The teacher sighed. “Look, I don’t condone name-calling or bullying. But even when they invite Trent to join in, he doesn’t want to unless he’s in charge of the game. He always wants to play with the same toys and he hates to share. Asperger’s Disorder or not, that doesn’t make for a good experience for anybody.”
Janine left the meeting frustrated, with no solutions. She could understand why other kids didn’t like Trent’s bossiness. It was a lot to ask elementary school kids to understand a disorder she didn’t always understand herself. She just wished Trent’s behavior didn’t result in kids turning on him. How could she help her son recognize and protect himself against bullying? Did Trent even see how the other kids treated him, beyond name calling, beyond being excluded from Wall Ball on the playground? Trent had never been invited to a birthday party, and when she occasionally went to have lunch with him at school, she noticed other boys shuffled around to avoid sitting next to her son at the lunch table. It had to hurt Trent in some way. It certainly hurt Janine.
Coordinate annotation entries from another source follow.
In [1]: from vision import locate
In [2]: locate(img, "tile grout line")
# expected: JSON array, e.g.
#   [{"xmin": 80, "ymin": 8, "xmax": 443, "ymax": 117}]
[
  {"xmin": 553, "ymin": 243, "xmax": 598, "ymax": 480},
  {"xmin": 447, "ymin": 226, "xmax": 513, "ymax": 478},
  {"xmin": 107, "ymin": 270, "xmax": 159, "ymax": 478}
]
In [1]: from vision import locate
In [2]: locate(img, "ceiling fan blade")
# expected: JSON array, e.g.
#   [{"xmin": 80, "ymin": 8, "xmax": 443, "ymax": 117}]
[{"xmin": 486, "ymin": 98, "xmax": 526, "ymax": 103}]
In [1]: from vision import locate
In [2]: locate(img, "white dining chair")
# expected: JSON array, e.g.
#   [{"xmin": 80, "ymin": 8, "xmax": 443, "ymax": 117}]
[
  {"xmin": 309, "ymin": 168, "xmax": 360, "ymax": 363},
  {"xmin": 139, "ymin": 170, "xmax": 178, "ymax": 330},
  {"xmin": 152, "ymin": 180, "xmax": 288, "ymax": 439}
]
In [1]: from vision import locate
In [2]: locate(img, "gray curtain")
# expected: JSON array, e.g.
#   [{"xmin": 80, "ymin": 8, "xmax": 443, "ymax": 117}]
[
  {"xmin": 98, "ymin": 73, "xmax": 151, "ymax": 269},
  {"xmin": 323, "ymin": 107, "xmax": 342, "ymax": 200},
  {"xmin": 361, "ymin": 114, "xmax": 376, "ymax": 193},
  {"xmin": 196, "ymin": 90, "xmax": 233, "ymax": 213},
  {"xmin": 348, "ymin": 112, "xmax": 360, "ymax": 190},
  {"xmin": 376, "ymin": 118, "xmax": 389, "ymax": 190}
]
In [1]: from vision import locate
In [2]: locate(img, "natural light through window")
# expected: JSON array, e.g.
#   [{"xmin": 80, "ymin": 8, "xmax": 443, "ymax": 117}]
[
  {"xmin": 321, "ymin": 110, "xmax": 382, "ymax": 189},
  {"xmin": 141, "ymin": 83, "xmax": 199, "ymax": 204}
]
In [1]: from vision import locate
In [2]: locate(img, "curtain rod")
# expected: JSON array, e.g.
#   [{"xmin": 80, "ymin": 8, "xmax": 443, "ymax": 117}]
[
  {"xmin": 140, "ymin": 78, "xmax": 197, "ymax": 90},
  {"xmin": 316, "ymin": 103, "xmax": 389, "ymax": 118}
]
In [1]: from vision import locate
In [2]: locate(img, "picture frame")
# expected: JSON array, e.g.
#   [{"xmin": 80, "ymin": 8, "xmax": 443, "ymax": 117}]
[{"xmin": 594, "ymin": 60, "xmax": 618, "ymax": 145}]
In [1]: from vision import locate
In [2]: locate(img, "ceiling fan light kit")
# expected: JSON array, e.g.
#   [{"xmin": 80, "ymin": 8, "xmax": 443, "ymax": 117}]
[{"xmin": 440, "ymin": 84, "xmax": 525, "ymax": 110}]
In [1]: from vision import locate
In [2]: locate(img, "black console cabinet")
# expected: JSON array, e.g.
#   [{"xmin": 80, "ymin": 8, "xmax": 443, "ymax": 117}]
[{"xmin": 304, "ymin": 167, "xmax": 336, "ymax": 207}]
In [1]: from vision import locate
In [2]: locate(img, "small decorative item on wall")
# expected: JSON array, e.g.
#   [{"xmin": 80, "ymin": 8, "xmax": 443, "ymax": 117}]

Even now as Janine glanced cross the playground at Trent again, two boys walked up to the pile of dirt Trent was building. Janine held her breath, waiting. Maybe they’ll ask to play with you. If they do, please remember to share your shovel and bucket. She could hear the two boys chuckle. That could be a good sign. Then the shorter of the two boys kicked the pile of dirt at Trent.
As Janine stood up, Trent yelled, “Hey, give that back!” He pointed to his bucket and shovel, now in the hands of the taller boy.
“You’ll have to catch me,” the boy taunted.
Trent scrambled up, red-faced. The new boys took off, running across the playground as if it were an obstacle course, with Trent awkwardly chasing from behind.
With a quick check to ensure Lila was securely buckled in the stroller, Janine pushed the stroller as she ran, trying to catch up
The boys continued to dodge Trent, pausing behind the slide and swings so he could almost catch up, then running ahead again.
“That’s my stuff! You took my stuff!!” Trent shouted, loud enough that the other parents in the park looked up.
“Hey! You boys! Give my son his toys back!” Janine yelled, catching up to Trent as the boys circled the sandbox once more. She put a calming hand on Trent’s shoulder. Trent stared at the boys, fists clenched, breathing heavily.
“Brice, Daniel—give that child back his toy!” a woman sitting on a bench near the playground called tiredly. “We’re going home.”
“Stupid kid,” the taller boy mumbled as he walked close to drop the shovel and bucket at Trent’s feet. “We were just playing with you.”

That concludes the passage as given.